Environmental groups have sued SpaceX and the Federal Aviation Administration for approving the launches. Meanwhile, SpaceX aims to ramp up its rocket launches to 25 times a year. Activists, fearing ecological damage and restricted beach access, want to see a full environmental review. On 6 March this year, another rocket exploded after launch, with debris raining down over parts of Florida and the Caribbean.

It’s here that Musk’s plans for a company town are even further advanced than in Bastrop. In 2021, Musk announced on Twitter that he was “creating the city of Starbase, Texas” in Boca Chica, an unincorporated community. Shortly afterwards, SpaceX began buying up existing homes in the area and turning them into employee housing. Brand new Airstream RVs arrived. Reports said locals were concerned that the development would come at a huge cost to the local environment.
In February, Cameron County, where Boca Chica is located, approved a measure for a vote that – three months later – confirmed Starbase as its newest city.

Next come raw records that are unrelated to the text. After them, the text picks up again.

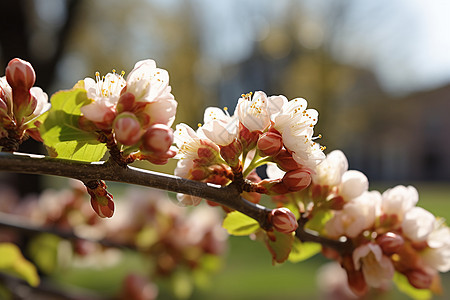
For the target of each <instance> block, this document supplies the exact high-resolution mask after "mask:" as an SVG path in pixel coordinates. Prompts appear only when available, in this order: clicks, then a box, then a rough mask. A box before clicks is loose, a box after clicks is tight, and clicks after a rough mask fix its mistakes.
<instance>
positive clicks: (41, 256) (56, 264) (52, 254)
mask: <svg viewBox="0 0 450 300" xmlns="http://www.w3.org/2000/svg"><path fill="white" fill-rule="evenodd" d="M60 241H61V239H60V238H59V237H57V236H55V235H52V234H48V233H44V234H40V235H38V236H37V237H36V238H34V239H33V240H32V241H31V242H30V244H29V246H28V247H29V248H28V253H29V255H30V257H31V258H32V259H33V261H34V262H35V263H36V266H37V267H38V268H39V269H40V270H41V271H42V272H44V273H46V274H50V273H52V272H54V271H55V270H56V268H57V267H58V247H59V244H60Z"/></svg>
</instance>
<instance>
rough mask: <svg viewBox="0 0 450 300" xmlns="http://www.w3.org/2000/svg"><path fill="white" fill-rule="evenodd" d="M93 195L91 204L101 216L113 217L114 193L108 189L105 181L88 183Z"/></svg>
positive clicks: (86, 186) (103, 217)
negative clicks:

The majority of signatures on the petition belonged to SpaceX employees. It noted that the company owns almost all the homes and land in the proposed area, with only a few exceptions. It also said that the new town’s sole candidate for mayor was SpaceX security manager Gunnar Milburn.
American company towns founded at the beginning of the 20th century – places like Hershey, Pennsylvania, home of the chocolate factory, or Pullman, Illinois, built for employees of George Pullman’s railroad car company – were, according to Hardy Green, who wrote a book on the subject, built by wealthy industrialists who envisaged utopian settlements for their employees. But, Green has said, history shows that often the relationship between employer and employees was contentious, particularly when workers unionised and went on strike.
It’s too early to say whether a similar reckoning awaits Musk in places like Bastrop and Starbase, but the outlines of a familiar dynamic are emerging: tightly run operations, long hours, and employees expected to buy into the company’s ideology. History suggests that harmonious conditions in company towns rarely last for ever.
Back in Bastrop, at the museum and visitor centre, assistant Rachel Hatch tells me that Bastrop is named after Dutch businessman and settler Philip Hendrik Nering Bogel, who went by the name Baron de Bastrop. Bastrop claimed he had left the Netherlands in the late 1700s because he was fleeing the French invasion, although legend has it that he was actually avoiding prosecution for embezzlement.
Bastrop was a savvy entrepreneur, but he was also shady and a scammer, Hatch tells me. “People like to compare Elon Musk to Baron de Bastrop, but it’s kind of unfair.” She doesn’t elaborate on which of these men it is unfair to.